The Trades Union Congress (TUC) has proposed reduction in electricity and water tariffs by 15 per cent and 12 per cent respectively.
TUC, which made an input to the 2019 Budget to be presented to Parliament in Accra today, said: “We strongly believe that a further reduction in tariffs will stimulate economic growth that could lead to increased job creation.”
“We expect the price of fuel and natural gas to go down and inflation is also expected to decline to a single digit as the value of the Ghana cedi is also expected to be stable.”
According to TUC, there were still inefficiencies in the utility sector, which were being passed on to consumers.
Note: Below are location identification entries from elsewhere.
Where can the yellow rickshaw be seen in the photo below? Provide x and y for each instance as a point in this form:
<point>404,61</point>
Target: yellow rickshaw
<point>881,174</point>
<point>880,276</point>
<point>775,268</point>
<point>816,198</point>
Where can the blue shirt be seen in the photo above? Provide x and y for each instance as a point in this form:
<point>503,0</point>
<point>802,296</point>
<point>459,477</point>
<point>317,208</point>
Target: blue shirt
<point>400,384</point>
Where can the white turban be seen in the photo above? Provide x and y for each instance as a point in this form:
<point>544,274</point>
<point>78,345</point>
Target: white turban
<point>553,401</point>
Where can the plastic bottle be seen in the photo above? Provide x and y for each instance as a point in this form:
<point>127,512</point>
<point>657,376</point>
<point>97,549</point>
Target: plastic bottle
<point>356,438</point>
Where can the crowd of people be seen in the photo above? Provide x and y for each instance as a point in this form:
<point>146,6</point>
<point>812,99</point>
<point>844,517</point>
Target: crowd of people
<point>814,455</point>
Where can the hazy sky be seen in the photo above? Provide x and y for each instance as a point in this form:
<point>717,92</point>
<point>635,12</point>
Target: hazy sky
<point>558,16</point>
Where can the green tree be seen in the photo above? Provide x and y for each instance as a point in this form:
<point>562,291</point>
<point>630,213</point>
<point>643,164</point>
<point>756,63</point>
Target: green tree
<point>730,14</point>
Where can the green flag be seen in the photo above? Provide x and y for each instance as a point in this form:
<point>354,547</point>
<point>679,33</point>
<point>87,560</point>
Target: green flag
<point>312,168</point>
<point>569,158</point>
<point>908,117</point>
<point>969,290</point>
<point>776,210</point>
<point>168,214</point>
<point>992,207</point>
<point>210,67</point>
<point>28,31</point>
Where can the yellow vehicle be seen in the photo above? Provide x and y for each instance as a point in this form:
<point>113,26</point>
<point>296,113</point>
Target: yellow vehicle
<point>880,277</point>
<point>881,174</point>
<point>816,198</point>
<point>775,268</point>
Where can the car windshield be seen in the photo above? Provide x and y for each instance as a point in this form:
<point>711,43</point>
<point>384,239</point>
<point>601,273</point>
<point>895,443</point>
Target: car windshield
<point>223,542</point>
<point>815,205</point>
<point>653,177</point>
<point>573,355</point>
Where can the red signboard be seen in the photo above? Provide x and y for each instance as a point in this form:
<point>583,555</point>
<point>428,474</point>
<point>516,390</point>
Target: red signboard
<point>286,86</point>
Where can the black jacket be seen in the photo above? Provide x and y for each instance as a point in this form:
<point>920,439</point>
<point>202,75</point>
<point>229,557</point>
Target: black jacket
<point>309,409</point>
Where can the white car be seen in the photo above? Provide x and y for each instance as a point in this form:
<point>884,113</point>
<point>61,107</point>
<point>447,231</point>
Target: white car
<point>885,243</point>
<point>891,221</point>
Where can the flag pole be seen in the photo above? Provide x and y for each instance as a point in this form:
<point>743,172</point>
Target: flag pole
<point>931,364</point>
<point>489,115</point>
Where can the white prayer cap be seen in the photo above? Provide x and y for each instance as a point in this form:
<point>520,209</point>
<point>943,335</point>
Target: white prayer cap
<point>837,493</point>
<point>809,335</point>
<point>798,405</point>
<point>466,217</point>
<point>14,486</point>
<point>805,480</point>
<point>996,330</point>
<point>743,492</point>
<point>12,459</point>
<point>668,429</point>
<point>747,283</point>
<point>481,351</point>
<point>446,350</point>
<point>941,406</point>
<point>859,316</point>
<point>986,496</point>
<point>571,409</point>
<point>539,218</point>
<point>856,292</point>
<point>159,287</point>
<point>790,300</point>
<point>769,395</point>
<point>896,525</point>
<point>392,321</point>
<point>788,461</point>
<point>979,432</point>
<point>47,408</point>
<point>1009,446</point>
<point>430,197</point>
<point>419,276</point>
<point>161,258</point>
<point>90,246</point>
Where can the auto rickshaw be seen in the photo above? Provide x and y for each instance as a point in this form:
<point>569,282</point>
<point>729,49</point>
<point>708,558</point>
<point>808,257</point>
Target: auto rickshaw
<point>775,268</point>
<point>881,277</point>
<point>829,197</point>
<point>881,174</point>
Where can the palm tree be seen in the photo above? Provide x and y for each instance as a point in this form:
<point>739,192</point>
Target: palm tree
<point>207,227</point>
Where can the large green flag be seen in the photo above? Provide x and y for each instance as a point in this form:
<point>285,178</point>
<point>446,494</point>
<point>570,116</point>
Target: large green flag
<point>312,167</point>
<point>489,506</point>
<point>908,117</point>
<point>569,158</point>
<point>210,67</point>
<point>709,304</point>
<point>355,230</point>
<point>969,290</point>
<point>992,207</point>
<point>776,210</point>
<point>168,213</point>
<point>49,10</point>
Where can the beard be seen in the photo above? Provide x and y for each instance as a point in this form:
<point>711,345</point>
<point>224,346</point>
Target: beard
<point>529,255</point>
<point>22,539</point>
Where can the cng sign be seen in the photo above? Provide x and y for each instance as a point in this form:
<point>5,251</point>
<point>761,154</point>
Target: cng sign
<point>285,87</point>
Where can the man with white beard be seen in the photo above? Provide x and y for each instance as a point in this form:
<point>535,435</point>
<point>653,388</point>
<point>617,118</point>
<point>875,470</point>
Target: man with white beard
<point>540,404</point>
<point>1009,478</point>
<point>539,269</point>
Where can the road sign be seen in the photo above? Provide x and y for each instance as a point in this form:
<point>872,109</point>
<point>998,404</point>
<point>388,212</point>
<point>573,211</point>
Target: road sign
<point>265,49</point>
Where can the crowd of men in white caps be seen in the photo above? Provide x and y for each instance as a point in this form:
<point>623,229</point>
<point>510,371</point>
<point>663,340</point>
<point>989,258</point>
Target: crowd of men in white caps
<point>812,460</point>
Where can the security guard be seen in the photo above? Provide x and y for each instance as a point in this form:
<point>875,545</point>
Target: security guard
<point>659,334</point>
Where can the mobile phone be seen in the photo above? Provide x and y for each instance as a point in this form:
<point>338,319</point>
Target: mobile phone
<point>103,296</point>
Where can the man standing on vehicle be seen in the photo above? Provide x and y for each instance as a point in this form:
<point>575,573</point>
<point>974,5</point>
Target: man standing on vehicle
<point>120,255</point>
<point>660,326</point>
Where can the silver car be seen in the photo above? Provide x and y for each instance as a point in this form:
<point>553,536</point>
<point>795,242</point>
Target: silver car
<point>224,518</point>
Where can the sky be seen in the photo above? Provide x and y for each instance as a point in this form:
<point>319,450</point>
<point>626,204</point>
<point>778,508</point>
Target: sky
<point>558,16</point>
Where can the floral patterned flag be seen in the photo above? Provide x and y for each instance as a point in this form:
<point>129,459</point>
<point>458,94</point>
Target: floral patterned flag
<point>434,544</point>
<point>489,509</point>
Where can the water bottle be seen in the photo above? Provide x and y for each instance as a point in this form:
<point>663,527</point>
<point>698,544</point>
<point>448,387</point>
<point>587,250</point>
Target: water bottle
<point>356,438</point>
“We expect PURC to provide consumers with its regulatory benchmarks for efficiency to convince us that the operational costs of utility companies are in line with the standards of best practice.”
Excess Capacity of IPPs
In its previous submission, the TUC raised issues about the excess capacity of the Independent Power Producers (IPPs).
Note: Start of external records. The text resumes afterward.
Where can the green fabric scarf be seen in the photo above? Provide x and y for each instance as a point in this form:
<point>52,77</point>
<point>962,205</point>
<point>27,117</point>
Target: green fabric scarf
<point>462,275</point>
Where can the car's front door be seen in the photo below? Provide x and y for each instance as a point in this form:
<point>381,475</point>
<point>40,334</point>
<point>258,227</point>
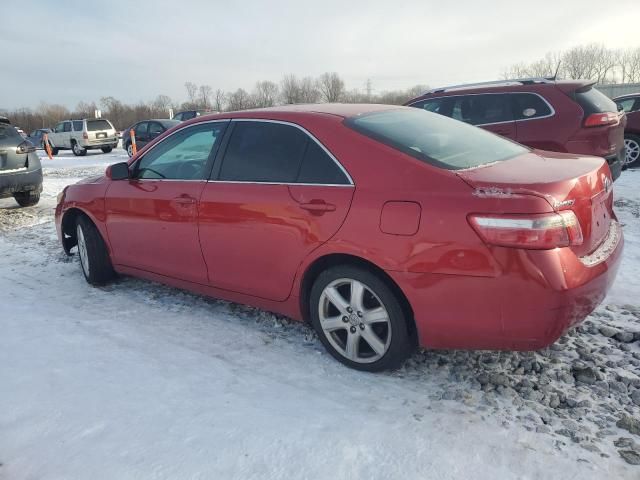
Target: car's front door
<point>276,195</point>
<point>152,217</point>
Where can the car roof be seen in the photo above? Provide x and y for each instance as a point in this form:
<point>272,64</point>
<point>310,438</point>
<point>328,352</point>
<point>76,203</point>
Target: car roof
<point>341,110</point>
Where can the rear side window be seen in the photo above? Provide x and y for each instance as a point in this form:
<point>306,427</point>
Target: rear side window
<point>594,101</point>
<point>529,105</point>
<point>435,139</point>
<point>318,167</point>
<point>94,125</point>
<point>263,152</point>
<point>482,109</point>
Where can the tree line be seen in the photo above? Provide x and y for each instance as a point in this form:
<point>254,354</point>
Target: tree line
<point>593,61</point>
<point>328,87</point>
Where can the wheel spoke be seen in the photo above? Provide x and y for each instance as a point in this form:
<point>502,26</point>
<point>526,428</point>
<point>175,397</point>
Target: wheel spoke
<point>332,323</point>
<point>376,315</point>
<point>336,299</point>
<point>372,339</point>
<point>357,295</point>
<point>351,348</point>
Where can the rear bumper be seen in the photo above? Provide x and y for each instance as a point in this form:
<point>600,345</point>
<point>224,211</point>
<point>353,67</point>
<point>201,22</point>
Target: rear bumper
<point>26,181</point>
<point>537,298</point>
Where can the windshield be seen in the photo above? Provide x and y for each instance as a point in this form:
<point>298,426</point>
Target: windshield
<point>435,139</point>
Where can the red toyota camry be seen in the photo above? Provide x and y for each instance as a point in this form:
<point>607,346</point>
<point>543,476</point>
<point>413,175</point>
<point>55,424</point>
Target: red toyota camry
<point>386,227</point>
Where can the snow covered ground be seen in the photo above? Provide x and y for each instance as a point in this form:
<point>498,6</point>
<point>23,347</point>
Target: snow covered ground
<point>137,380</point>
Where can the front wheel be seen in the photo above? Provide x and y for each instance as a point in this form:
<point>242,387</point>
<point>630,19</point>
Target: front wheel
<point>93,253</point>
<point>78,151</point>
<point>27,199</point>
<point>632,152</point>
<point>359,319</point>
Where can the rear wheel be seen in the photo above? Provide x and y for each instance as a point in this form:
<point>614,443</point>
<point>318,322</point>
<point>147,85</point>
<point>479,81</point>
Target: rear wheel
<point>78,151</point>
<point>94,257</point>
<point>27,199</point>
<point>632,144</point>
<point>359,319</point>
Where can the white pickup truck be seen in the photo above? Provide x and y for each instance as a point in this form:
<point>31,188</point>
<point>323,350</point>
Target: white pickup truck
<point>82,135</point>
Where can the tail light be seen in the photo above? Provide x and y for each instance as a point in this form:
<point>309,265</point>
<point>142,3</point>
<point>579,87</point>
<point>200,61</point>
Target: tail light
<point>25,147</point>
<point>536,232</point>
<point>601,119</point>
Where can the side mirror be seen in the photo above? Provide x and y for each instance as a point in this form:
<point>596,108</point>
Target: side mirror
<point>118,171</point>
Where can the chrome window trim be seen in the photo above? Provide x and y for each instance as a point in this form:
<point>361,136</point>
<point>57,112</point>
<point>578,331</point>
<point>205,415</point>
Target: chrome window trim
<point>553,111</point>
<point>310,135</point>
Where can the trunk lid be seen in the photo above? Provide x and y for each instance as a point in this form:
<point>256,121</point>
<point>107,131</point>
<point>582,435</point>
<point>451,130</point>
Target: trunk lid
<point>568,182</point>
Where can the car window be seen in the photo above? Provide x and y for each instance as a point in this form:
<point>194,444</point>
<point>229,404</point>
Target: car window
<point>141,129</point>
<point>183,155</point>
<point>629,104</point>
<point>435,139</point>
<point>155,129</point>
<point>529,105</point>
<point>318,167</point>
<point>263,152</point>
<point>482,109</point>
<point>95,125</point>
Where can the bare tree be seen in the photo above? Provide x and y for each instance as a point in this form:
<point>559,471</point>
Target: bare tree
<point>331,87</point>
<point>265,94</point>
<point>204,96</point>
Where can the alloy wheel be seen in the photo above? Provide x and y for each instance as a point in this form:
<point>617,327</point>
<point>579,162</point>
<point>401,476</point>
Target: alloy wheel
<point>354,320</point>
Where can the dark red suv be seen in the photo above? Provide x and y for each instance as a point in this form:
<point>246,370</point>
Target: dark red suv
<point>557,115</point>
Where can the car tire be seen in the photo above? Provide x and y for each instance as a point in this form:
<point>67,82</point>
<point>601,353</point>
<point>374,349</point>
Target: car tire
<point>360,319</point>
<point>27,199</point>
<point>632,155</point>
<point>94,256</point>
<point>77,150</point>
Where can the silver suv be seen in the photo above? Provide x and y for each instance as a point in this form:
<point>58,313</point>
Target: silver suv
<point>82,135</point>
<point>20,170</point>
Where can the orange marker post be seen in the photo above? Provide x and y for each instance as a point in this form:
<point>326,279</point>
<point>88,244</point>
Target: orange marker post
<point>47,146</point>
<point>134,149</point>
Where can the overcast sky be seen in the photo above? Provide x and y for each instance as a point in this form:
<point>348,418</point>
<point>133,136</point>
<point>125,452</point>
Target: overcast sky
<point>67,51</point>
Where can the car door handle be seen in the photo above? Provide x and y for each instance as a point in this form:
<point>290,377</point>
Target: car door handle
<point>318,207</point>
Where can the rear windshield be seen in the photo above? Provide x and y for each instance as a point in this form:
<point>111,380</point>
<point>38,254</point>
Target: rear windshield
<point>435,139</point>
<point>93,125</point>
<point>8,131</point>
<point>594,101</point>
It said the consumer should not be burdened with the payment for excess capacity.
“It is very unfair to pass on the cost of excess capacity to consumers, especially working people, whose wages and salaries do not match the rate of increase of electricity tariffs.
“Government has promised to review the Power Purchase Agreements (PPAs). But we are not aware of any practical steps toward the review of the PPAs, most of which were signed under emergency conditions that can hardly pass the transparency and ‘value for money’ tests. Consumers, especially working people, should not be forced to pay for the cost of electricity that result from bad policies in the power sector.”
Lifeline and Cross Subsidies
Indicating its knowledge of a tariff study conducted by Fitchner Management Consulting, which was funded by the Millennium Challenge Cooperation and Millennium Development Authority, it said the main recommendation of the study was that the four consumption blocks of the residential customers should be reduced to two consumption blocks of 0-50kWh and 51kWh+.
“A review of the tariff structure to levels that can be considered “cost reflective,” as recommended by the Fitchner Report, can lead to over 400 per cent increase in tariffs for small residential customers from GH¢0.39 /kWh to GH¢1.97 /kWh, as a result of the removal of cross-subsidies.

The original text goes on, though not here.